ERIC Number: ED431616
Record Type: RIE
Publication Date: 1999-Apr
Reference Count: N/A
Learning in Science: How Do Deep and Surface Approaches Differ?
The purpose of this study was to compare in greater depth the qualitative differences between what previous researchers have called a deep versus surface approach to learning science. Six grade 8 students judged as typical using a deep or surface approach were videotaped or audiotaped during class group laboratory activities in a chemistry unit. They were also interviewed individually before and after instruction about related science concepts. On analysis of students' discourse and actions during the activities and their interview responses, several differences in learning approaches seemed apparent. These differences fell into five emergent categories: (1) generative thinking; (2) nature of explanations; (3) asking questions; (4) metacognitive activities; and (5) approach to tasks. When students used a deep approach, they ventured into their ideas more spontaneously; gave more elaborate explanations which described mechanisms and cause-effect relationships; asked questions which focused on explanations and causes, predictions, or resolving discrepancies in knowledge; and engaged in "on-line theorizing." Students using a surface approach gave explanations that were reformulations of the questions, a "black box" variety which did not refer to a mechanism, or macroscopic descriptions which referred only to what was visible. Their questions also referred to more basic factual or procedural information.
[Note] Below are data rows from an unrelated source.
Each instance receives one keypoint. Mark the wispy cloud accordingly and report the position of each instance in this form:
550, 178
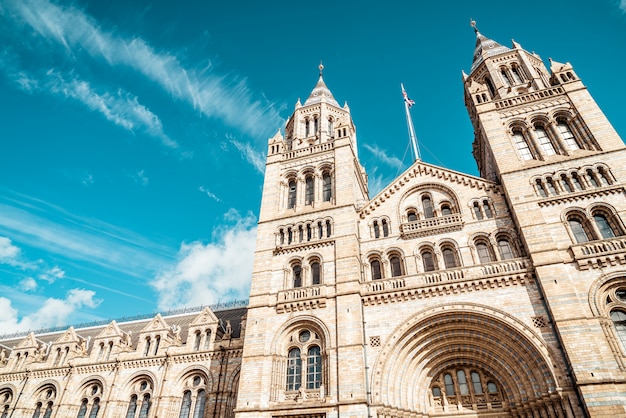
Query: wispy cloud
383, 157
225, 97
208, 193
43, 226
205, 273
53, 311
254, 157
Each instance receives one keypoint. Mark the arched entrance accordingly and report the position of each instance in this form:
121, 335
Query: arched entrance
466, 360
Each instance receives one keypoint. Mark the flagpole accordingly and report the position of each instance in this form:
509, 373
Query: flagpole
407, 104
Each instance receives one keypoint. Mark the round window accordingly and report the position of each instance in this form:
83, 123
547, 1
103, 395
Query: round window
305, 336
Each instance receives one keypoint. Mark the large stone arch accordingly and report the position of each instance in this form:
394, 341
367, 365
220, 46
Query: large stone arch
470, 335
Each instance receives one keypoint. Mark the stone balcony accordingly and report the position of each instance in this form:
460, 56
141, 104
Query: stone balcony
463, 279
431, 226
600, 253
301, 298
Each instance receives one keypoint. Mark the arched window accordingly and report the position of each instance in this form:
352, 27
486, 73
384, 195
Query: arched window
567, 135
376, 230
396, 265
604, 224
309, 195
522, 145
185, 407
385, 228
297, 275
196, 341
540, 189
619, 322
478, 389
428, 207
477, 212
460, 377
146, 349
376, 270
449, 258
506, 251
544, 141
315, 273
82, 411
484, 252
449, 383
327, 184
487, 209
294, 369
198, 411
132, 407
313, 368
145, 406
428, 260
291, 198
578, 229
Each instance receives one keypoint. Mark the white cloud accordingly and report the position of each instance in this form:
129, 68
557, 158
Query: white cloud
28, 284
52, 275
251, 155
8, 252
224, 97
208, 193
207, 273
53, 311
383, 157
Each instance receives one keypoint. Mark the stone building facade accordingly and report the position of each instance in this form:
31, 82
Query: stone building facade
446, 294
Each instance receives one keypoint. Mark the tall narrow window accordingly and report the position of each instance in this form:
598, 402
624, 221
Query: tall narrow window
145, 406
294, 369
428, 260
487, 209
463, 388
449, 258
297, 276
185, 407
506, 252
447, 380
544, 141
580, 234
314, 368
522, 146
484, 255
196, 341
396, 265
327, 182
198, 411
567, 135
385, 228
478, 389
132, 407
315, 272
291, 200
619, 321
310, 190
603, 226
428, 207
95, 408
376, 270
505, 77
The findings also suggest that to encourage a deep learning approach, teachers can provide prompts and contextualized scaffolding and explicitly encourage students to ask questions, predict, and explain during activities. (Contains 19 references.) (Author/NB)
Publication Type: Reports - Research; Speeches/Meeting Papers
Education Level: N/A
Authoring Institution: N/A
Note: Paper presented at the Annual Meeting of the American Educational Research Association (Montreal, Canada, April 19-23, 1999).